5年の刑期を終えた若い女性パーシーが再出発に選んだのは森に囲まれた田舎の小さな町。その町で飲食店を経営するハナのもとで住み込みで働くことになる。
まっとうであるがゆえに苦しみ、プツリと切れた糸のように怒りがリミットを超え罪を犯した過去を持つ主人公。どんな理由があっても罪は罪。だが、新しくやり直したいと願い、癒しきれない過去と向き合いながら前へ進もうとしていた人間に対するこの結末はあまりにも救われない。再会、再生、悔悛・・部分的に見ればハッピーエンドはあるけれど誰かの犠牲の上に成り立った幸せに、手放しに良かったとは言えない自分がいる。
ラストは皆がそれぞれの立場で何かを悔い改めたり考え方を変えたようには見えるけれど、時間と共に風化しそうな淡白さもまた漂っているように感じたのは私だけだろうか。

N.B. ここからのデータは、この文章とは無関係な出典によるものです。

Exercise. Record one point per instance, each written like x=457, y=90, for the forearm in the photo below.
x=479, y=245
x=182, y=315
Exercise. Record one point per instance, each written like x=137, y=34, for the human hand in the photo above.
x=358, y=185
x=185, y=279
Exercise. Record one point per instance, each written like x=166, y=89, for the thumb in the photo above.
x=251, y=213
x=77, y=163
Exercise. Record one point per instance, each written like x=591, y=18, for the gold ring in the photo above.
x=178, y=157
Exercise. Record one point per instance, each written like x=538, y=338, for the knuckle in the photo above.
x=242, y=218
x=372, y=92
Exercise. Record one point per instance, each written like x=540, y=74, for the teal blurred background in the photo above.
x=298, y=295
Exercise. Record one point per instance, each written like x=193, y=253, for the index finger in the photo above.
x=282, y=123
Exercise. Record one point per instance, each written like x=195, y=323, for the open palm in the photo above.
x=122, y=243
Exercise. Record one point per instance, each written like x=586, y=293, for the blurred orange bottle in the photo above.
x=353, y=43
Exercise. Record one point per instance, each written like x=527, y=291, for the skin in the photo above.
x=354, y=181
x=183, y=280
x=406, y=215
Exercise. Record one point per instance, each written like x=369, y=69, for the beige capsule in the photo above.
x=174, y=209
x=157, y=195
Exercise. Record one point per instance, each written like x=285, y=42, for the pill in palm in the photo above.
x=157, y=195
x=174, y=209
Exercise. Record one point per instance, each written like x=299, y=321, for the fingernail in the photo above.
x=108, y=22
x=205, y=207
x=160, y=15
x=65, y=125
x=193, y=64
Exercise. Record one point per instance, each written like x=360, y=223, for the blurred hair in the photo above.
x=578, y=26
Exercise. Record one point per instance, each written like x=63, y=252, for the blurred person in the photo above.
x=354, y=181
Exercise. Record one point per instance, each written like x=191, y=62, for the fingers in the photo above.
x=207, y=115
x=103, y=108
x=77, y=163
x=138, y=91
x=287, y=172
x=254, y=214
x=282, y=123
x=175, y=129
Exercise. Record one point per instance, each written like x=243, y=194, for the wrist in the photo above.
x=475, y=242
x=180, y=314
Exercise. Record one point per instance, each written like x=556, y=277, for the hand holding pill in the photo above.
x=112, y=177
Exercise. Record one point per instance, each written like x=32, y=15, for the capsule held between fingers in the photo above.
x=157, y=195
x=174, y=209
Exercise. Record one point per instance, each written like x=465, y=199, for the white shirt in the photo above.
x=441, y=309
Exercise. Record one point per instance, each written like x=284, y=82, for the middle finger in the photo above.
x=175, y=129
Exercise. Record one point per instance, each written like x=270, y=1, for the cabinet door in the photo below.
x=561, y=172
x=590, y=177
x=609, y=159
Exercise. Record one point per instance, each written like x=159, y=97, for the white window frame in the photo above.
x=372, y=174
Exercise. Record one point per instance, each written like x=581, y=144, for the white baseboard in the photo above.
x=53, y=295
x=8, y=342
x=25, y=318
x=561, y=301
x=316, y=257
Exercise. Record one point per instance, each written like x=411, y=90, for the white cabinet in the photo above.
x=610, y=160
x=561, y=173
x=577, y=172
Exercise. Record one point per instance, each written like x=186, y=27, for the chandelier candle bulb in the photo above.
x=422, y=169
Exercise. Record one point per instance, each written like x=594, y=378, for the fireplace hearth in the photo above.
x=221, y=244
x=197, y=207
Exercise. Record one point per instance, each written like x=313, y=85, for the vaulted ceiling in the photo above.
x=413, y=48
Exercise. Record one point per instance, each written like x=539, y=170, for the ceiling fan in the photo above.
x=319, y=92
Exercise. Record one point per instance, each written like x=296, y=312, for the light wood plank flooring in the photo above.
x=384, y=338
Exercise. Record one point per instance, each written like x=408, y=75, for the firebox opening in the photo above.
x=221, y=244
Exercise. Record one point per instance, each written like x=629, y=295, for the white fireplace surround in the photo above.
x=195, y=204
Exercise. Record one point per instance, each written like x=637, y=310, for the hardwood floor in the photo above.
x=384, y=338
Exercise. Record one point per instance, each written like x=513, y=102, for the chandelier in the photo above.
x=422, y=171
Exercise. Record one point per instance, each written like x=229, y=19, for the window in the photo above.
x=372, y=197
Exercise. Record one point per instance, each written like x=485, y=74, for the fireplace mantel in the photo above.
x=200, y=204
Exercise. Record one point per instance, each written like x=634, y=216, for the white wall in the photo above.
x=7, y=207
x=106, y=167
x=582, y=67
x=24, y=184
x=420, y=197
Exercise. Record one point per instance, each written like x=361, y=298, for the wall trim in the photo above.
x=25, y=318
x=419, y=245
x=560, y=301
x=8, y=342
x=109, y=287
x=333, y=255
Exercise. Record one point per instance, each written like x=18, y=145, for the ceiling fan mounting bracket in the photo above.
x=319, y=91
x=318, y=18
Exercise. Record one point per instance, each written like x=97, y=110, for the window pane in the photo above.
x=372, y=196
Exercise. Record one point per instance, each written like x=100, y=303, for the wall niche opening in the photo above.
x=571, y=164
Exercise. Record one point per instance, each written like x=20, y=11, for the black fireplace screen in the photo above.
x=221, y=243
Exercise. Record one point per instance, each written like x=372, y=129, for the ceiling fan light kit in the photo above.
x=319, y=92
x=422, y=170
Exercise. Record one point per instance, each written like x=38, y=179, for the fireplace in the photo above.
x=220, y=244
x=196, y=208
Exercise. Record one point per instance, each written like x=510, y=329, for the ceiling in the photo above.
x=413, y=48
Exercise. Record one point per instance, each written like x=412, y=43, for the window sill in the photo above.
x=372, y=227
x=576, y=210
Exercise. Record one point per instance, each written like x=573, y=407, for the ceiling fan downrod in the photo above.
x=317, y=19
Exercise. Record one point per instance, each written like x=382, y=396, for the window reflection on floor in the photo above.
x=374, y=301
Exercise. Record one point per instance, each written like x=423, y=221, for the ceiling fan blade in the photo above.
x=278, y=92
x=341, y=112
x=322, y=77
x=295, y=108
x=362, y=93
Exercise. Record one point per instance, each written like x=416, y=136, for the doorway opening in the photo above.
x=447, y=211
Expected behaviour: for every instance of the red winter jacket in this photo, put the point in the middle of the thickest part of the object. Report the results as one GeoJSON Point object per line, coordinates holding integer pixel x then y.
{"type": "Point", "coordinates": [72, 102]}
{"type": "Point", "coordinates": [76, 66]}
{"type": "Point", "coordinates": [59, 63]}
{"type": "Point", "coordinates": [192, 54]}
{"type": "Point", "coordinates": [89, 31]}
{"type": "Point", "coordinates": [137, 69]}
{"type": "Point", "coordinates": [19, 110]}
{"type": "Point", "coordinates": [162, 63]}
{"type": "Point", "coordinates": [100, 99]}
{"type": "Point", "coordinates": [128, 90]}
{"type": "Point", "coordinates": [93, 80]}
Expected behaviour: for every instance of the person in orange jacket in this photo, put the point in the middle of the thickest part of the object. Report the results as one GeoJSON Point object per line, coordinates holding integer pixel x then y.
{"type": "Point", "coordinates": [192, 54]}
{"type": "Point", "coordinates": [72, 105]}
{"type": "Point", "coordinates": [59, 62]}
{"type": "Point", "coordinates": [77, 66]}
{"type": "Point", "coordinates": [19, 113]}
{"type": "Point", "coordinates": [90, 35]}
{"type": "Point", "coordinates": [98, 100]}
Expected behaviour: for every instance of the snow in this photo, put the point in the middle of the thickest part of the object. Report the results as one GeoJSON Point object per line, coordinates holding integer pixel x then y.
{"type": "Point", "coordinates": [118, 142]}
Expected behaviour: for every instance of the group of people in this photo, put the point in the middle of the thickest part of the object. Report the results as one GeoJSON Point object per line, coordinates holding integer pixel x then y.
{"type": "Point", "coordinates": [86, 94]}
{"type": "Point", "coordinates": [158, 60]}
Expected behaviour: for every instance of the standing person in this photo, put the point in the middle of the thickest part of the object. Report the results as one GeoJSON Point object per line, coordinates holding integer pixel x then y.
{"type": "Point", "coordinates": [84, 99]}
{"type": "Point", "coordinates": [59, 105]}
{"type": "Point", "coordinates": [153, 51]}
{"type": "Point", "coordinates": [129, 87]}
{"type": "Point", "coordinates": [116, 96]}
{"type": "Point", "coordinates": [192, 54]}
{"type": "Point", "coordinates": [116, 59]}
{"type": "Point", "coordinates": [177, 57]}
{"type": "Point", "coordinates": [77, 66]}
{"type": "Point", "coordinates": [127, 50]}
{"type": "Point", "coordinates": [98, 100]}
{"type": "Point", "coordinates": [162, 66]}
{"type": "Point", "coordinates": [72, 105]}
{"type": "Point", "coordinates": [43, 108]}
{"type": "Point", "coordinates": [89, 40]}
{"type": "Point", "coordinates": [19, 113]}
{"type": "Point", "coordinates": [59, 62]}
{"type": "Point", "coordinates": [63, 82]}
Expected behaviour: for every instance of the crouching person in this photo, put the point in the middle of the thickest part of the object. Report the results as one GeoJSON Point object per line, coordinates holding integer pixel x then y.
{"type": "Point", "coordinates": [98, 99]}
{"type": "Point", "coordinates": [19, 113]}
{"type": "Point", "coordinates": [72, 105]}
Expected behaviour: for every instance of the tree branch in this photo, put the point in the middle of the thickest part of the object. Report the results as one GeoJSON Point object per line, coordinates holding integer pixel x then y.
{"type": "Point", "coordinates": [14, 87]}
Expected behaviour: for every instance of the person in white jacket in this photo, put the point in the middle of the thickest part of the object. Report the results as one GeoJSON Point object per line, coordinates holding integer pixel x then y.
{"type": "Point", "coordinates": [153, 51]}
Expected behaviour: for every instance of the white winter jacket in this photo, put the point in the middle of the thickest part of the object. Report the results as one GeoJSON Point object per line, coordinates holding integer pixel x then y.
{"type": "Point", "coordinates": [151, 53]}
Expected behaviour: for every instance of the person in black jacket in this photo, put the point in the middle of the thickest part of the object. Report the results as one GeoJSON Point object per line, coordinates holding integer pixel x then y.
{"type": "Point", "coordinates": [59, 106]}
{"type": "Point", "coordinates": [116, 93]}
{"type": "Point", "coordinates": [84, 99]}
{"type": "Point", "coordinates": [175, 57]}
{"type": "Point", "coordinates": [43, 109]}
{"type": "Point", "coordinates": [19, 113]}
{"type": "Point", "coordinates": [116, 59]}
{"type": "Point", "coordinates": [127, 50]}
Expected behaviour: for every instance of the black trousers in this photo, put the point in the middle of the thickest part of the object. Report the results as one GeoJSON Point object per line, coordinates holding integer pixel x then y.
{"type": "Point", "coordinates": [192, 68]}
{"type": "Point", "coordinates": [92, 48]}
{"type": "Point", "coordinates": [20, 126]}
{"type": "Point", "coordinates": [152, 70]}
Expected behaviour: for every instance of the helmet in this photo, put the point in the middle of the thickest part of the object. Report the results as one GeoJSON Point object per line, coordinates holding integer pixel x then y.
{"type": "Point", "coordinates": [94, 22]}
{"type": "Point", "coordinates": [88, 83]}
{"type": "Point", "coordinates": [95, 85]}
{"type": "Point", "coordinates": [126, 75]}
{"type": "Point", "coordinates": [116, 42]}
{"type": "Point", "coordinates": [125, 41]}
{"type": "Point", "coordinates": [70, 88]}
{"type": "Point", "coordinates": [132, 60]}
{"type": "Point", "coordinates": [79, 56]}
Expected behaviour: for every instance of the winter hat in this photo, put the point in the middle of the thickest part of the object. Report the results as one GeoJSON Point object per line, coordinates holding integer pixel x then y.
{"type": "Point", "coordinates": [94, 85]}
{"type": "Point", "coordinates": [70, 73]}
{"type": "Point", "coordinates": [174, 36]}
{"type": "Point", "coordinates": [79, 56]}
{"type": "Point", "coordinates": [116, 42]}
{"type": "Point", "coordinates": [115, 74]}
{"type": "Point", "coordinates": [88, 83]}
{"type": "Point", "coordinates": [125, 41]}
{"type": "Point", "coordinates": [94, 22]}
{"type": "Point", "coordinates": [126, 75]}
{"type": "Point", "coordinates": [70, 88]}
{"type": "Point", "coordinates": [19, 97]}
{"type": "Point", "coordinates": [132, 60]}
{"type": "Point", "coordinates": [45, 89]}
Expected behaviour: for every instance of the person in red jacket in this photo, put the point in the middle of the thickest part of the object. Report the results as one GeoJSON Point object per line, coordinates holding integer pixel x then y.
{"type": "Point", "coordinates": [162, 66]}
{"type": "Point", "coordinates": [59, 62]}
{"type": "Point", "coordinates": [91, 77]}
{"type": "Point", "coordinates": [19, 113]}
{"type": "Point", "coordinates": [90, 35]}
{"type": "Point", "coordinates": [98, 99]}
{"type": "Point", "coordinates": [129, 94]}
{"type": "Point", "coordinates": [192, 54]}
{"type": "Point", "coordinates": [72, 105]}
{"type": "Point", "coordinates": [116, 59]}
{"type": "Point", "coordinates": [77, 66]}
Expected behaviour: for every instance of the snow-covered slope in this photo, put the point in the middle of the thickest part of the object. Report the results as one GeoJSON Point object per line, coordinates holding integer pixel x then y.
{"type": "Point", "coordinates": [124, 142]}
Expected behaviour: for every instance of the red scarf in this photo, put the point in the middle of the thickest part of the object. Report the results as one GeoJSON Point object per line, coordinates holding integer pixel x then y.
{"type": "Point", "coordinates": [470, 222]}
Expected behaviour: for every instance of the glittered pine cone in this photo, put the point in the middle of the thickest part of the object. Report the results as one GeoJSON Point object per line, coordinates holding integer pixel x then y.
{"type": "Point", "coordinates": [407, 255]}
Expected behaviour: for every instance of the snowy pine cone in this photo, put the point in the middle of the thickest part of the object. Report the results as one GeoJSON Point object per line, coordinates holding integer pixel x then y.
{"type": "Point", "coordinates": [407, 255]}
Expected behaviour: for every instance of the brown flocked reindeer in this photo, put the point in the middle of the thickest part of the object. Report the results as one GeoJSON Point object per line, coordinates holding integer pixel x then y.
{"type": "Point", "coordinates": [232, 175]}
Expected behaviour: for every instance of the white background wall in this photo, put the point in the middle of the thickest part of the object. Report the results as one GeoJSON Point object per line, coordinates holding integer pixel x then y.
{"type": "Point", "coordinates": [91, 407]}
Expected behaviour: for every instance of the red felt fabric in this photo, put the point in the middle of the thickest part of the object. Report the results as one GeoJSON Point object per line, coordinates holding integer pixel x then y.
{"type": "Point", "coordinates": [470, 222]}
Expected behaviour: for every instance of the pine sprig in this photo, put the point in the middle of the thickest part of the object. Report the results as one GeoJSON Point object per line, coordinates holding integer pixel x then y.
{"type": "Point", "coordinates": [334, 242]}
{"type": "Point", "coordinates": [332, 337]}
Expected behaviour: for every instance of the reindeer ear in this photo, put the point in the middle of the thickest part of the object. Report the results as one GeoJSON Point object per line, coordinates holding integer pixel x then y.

小さな町の閉塞感や排他性は、ひとたび仲良くなればとてもアットホームなのだが、よそ者に対しては冷たく無関心という性(さが)は変わっていないように見えた。他の誰よりも彼女にこそ幸せになってほしかったのに。。もたらされたものの代償だと考えるにはあまりにも大きすぎる。
ハナと息子のこれから、飲食店の新たなオーナー、社会復帰の支援基金などの希望のシーンを観ながら、みんなで届いた作文を読み上げて笑っていた短くも楽しい時間を思い出し、泣いた。